Note that while this is in a GET response, an unauthenticated POST response might also have a gadget like this to abuse. We can send such a request using the <form> technique from above.

This gadget can be abused because after redirecting to this location from our malicious site, the next redirect will be authenticated as it is coming from the same site. Using a directory traversal sequence in the ?postId= query parameter we can make it redirect to the vulnerable state-changing GET endpoint that was our initial target, and it will be authenticated with Cookies:

https://example.com/post?postId=../reset_password%3Fpassword%3Dhacked

Lax (default)

This default SameSite value is by far the most common. It sits in the middle of None and Strict as it allows some specific behaviors to send cookies, but not others:

1. A top-level redirect using the Location: response header or location= in JavaScript.

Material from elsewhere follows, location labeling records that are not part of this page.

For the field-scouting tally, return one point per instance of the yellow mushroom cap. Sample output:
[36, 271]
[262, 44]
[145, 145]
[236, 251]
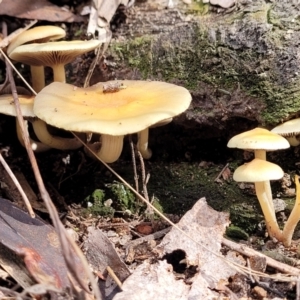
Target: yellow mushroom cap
[39, 34]
[134, 107]
[257, 170]
[7, 106]
[258, 138]
[49, 54]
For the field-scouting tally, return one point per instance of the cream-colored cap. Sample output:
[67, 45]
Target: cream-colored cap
[129, 109]
[258, 138]
[7, 106]
[39, 34]
[54, 53]
[258, 170]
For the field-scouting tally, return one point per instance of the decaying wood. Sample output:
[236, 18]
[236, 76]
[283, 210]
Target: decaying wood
[240, 62]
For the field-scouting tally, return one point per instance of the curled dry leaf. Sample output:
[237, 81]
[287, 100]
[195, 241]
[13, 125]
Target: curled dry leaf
[158, 281]
[36, 242]
[101, 254]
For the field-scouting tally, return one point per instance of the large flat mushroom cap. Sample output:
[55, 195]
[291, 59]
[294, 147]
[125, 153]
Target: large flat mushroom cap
[258, 170]
[49, 54]
[258, 139]
[7, 106]
[134, 107]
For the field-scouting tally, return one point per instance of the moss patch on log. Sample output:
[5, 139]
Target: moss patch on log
[217, 55]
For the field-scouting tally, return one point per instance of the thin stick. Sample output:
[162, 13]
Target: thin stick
[220, 174]
[298, 288]
[144, 178]
[136, 177]
[114, 276]
[18, 186]
[19, 74]
[13, 35]
[270, 261]
[100, 51]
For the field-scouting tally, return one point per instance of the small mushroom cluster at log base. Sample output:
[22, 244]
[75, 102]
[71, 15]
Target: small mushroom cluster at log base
[36, 48]
[261, 171]
[112, 109]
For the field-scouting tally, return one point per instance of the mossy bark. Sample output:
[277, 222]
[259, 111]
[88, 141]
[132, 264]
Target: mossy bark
[242, 62]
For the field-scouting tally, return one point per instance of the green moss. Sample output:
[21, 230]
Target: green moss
[123, 198]
[96, 206]
[192, 57]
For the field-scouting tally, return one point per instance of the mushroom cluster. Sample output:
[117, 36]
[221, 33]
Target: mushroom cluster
[130, 107]
[111, 109]
[260, 172]
[38, 47]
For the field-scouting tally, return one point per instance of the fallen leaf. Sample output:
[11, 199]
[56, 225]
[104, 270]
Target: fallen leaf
[158, 281]
[36, 242]
[38, 10]
[100, 254]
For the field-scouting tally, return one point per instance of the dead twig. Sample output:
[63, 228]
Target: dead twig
[270, 261]
[114, 277]
[69, 247]
[18, 186]
[220, 174]
[100, 51]
[238, 267]
[136, 177]
[145, 179]
[7, 39]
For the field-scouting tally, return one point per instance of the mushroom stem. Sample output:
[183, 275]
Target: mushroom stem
[267, 187]
[111, 147]
[293, 219]
[37, 77]
[261, 154]
[293, 140]
[271, 222]
[42, 133]
[36, 146]
[59, 73]
[142, 144]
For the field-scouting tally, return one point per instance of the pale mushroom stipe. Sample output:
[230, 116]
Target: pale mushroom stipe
[260, 141]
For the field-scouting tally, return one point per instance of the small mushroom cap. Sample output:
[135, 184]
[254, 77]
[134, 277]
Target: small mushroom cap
[7, 106]
[54, 53]
[258, 139]
[136, 106]
[258, 170]
[289, 128]
[39, 34]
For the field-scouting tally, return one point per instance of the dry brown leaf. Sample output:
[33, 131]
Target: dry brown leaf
[36, 242]
[100, 254]
[38, 10]
[226, 174]
[157, 281]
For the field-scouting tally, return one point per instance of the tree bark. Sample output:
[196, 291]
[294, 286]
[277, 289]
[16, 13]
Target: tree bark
[238, 63]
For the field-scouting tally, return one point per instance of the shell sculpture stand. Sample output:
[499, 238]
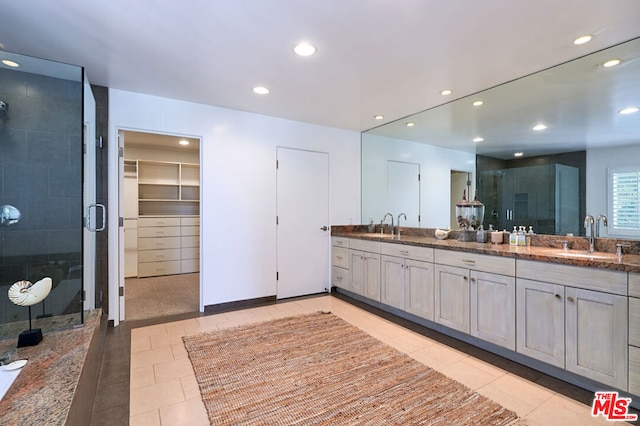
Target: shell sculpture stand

Only for GET requests

2. Restrictions are only applied after 2 minutes from setting the cookie. This means that in the small window of time, any POST CSRF is possible as if it were None

You may be able to abuse this behavior if you find a state-changing GET request, or can trick the server into thinking it is a POST request with with backends like Symfony that have an extra ?_method= parameter that can be set to POST in a regular GET request:

https://example.com/reset_password?_method=POST&password=hacked

The other time-based behavior has a small chance of a victim just having logged in being exploitable. This is pretty unlikely, but a more powerful way to use this is if the site allows resetting the cookie. When it is set again by opening a new tab from your site, for example, the timer is also reset and a CSRF is possible.

<form id=form action="https://example.com/reset_password" method="POST">
    <input type="text" name="password" value="hacked">
</form>
<p>Click anywhere on the page</p>
<script>
    window.onclick = () => {
        // Reset cookie
        window.open('https://example.com/login');
        setTimeout(() => {
            // After it has been reset, CSRF within the 2-minute window
            form.submit();
        }, 5000);
    }
</script>

None

With this SameSite attribute, the cookie is treated as before SameSite was implemented. This means any techniques like the <form> or fetch() will work and send cookies with any request method. In such cases, you should check if any CSRF tokens are required; if not, there's a good chance you can make any victim send any state-changing request when they visit your site.